Story vs. Stenography – Generation Justice

“Be vigilant and courageous about holding those with power accountable. Give voice to the voiceless.” These are words to live by.

They are also taken from the Society of Professional Journalists’ Code of Ethics. This code guides many working journalists in determining when, what and how to report.

It is my favorite clause. It is why I chose to do what I do.

GJ Fellow Kateri Zuni chats with professor and media critic Jeff Cohen.

I recently met Jeff Cohen, founder of FAIR and the Park Center for Independent Media. Jeff has dedicated his career to ensuring media, of all sizes, upholds the ethics of journalism. He’s also called out those who do not. To be more accurate, the latter has been the bulk of Jeff’s work.

This is because the commercial juggernaut of corporate media has grown to dangerous proportions. In doing so, it has all but abandoned this honorable code. And as the media giants grow, they will continue to exploit and pervert the human experience for sake of financial growth. The result is: the people, the voiceless, fall further away from each other and the democracy which we are owed.

The answer to this, as Jeff explained, is independent media. Though, while independent media strives to meet the same ethical ends, it is often met with condescension and derision.

If an outlet should utter a word of solidarity with it’s community members or bring to light the voices of organizers, it is doing “activist journalism.”

Because of this, stories are mistrusted or dismissed when they don’t follow the back and forth pattern of sources and quotes. The narratives of mainstream news media are stunted by the practice of creating balance to the point of distortion. And maintaining this balance where it is not due, damages the vulnerable and perpetuates the false superiority of the powerful.

When I asked Jeff about this style he said, “That’s not journalism, that’s stenography.”

Well, I have not spent the last three years in college because I want to be a stenographer. I have spent that time, and money, because I want to be the best storyteller I can. I have spent that time because I want to do right by the people who are my community and I want to give voice to the voiceless. That does not mean taking their voice and replacing it with mine.

I might follow the rules in the book, earn a degree and find a job reporting; all the while never having given a damn about a single story. Is that how we judge good journalism?

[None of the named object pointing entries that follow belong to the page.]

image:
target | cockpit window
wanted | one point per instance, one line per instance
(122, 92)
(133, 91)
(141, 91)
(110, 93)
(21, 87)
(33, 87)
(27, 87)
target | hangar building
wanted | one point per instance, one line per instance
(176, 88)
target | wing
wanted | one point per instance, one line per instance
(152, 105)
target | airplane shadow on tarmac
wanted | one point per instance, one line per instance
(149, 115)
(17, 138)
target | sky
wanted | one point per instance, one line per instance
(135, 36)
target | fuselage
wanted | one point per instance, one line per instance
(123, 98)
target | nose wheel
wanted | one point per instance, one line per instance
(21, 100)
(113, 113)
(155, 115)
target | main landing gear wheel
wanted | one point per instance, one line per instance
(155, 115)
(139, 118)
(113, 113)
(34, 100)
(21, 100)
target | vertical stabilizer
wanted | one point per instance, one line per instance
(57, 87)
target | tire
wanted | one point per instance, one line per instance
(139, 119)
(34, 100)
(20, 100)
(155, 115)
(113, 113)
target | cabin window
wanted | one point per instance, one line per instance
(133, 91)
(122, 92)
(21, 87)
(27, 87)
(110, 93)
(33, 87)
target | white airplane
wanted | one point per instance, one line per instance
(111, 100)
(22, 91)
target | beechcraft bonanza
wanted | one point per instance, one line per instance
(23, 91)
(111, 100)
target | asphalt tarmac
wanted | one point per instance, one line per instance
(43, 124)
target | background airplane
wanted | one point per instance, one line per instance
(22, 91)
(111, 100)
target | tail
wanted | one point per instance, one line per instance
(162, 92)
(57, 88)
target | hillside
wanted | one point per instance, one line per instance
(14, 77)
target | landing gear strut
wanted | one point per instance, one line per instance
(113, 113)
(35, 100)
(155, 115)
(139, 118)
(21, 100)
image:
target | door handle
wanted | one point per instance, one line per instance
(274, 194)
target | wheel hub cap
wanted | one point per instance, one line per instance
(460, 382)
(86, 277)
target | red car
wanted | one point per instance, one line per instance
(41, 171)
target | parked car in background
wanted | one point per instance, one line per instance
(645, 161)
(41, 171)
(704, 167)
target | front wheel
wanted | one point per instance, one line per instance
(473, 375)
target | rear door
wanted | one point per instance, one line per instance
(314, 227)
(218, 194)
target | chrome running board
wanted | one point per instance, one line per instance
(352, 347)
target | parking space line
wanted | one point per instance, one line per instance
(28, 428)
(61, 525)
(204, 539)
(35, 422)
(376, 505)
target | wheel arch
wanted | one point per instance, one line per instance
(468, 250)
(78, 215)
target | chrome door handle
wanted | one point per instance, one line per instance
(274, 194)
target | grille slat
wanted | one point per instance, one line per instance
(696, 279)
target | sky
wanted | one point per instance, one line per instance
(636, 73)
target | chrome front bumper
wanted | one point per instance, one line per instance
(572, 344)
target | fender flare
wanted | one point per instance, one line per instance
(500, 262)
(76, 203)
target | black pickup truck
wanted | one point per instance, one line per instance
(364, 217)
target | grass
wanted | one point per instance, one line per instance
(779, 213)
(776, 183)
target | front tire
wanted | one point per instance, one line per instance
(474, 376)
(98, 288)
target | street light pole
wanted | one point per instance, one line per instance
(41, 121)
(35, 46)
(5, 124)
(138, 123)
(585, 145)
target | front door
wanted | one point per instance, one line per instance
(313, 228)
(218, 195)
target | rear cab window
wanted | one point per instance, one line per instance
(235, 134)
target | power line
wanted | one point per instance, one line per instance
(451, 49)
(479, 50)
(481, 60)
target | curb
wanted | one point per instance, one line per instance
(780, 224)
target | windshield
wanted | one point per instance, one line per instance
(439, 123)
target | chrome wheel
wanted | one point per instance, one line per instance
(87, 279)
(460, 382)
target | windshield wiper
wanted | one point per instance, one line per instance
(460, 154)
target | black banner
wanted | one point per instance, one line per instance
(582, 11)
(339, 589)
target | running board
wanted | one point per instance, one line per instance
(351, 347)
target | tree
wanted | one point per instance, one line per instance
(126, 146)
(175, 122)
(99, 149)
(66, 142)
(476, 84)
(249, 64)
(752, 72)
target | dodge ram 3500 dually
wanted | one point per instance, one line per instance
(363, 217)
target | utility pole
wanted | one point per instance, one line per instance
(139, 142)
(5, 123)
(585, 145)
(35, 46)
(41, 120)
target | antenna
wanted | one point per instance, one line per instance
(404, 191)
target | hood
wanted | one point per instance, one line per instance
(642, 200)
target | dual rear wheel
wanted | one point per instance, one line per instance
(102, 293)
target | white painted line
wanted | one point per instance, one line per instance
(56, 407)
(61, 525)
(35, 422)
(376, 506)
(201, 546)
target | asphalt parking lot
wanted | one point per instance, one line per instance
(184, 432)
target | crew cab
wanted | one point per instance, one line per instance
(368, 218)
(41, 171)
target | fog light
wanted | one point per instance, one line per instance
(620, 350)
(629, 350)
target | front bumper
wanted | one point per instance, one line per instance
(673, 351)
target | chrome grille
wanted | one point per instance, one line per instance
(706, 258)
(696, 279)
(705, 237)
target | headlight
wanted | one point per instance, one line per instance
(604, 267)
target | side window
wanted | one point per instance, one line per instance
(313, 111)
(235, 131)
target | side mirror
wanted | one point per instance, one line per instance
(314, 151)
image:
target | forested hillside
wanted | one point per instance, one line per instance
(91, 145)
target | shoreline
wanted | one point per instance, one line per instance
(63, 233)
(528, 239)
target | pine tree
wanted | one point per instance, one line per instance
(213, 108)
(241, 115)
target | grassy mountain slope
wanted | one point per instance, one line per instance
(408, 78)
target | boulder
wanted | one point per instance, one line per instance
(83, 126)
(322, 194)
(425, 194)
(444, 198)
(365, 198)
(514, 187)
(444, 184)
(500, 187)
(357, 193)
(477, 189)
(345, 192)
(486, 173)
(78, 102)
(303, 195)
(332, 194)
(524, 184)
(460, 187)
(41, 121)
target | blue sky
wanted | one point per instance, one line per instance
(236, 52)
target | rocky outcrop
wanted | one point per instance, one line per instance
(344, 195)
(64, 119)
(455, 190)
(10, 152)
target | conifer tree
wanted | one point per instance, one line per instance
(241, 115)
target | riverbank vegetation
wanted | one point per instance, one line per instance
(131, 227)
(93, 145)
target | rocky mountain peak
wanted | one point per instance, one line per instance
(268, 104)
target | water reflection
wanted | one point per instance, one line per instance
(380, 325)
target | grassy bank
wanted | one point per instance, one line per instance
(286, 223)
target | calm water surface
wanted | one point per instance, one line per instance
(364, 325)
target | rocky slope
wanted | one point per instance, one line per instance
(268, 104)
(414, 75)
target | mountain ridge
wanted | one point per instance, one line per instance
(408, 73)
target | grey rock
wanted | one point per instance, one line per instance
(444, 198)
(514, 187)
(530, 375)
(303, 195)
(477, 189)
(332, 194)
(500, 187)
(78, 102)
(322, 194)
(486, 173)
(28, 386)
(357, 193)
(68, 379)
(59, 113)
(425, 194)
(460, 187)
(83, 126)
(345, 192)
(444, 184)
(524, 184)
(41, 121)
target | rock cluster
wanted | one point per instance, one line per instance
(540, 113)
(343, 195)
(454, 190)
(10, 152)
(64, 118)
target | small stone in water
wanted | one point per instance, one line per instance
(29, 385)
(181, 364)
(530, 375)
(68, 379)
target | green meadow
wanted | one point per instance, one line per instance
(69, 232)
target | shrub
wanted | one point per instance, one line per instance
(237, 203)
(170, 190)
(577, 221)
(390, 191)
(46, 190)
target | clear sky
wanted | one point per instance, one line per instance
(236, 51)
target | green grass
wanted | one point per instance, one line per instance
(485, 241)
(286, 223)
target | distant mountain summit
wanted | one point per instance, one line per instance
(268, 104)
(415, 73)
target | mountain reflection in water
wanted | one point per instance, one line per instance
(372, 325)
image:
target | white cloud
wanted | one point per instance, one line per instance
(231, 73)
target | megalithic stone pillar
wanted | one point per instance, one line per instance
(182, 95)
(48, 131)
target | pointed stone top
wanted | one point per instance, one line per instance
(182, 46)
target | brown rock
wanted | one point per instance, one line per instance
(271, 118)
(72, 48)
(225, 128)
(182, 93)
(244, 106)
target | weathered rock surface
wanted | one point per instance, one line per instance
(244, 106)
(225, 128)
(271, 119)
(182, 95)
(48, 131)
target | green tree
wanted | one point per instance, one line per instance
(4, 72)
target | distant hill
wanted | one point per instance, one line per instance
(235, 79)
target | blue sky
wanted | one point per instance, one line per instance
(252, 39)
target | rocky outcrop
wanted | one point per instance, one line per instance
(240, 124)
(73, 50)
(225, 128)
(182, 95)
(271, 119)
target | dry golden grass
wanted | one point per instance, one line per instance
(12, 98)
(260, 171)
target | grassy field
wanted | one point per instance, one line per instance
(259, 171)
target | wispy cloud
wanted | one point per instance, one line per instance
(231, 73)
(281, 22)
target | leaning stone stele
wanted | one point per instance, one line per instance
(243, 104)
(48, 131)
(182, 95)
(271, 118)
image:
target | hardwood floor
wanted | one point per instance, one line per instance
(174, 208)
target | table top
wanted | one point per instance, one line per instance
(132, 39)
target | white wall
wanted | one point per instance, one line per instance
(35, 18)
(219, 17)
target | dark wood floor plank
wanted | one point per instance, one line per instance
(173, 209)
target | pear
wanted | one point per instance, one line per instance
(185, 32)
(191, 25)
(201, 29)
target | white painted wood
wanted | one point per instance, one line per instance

In the last six weeks, I have cried with the people in our stories. I have been angry with them. I have listened to their voices and felt their loss, their pain and their hope. They shared everything with us, I owe them a chance to be heard.

Bringing their stories to the hearts and ears of the community is the most fulfilling

thing I have ever done. But, I know at some point I will have to write from the book, not from the heart. My hope is that it won’t be in vain and I can find the lesson. I hope I will find my own voice too. Because if I am to work under these structures in the future, I am already voiceless.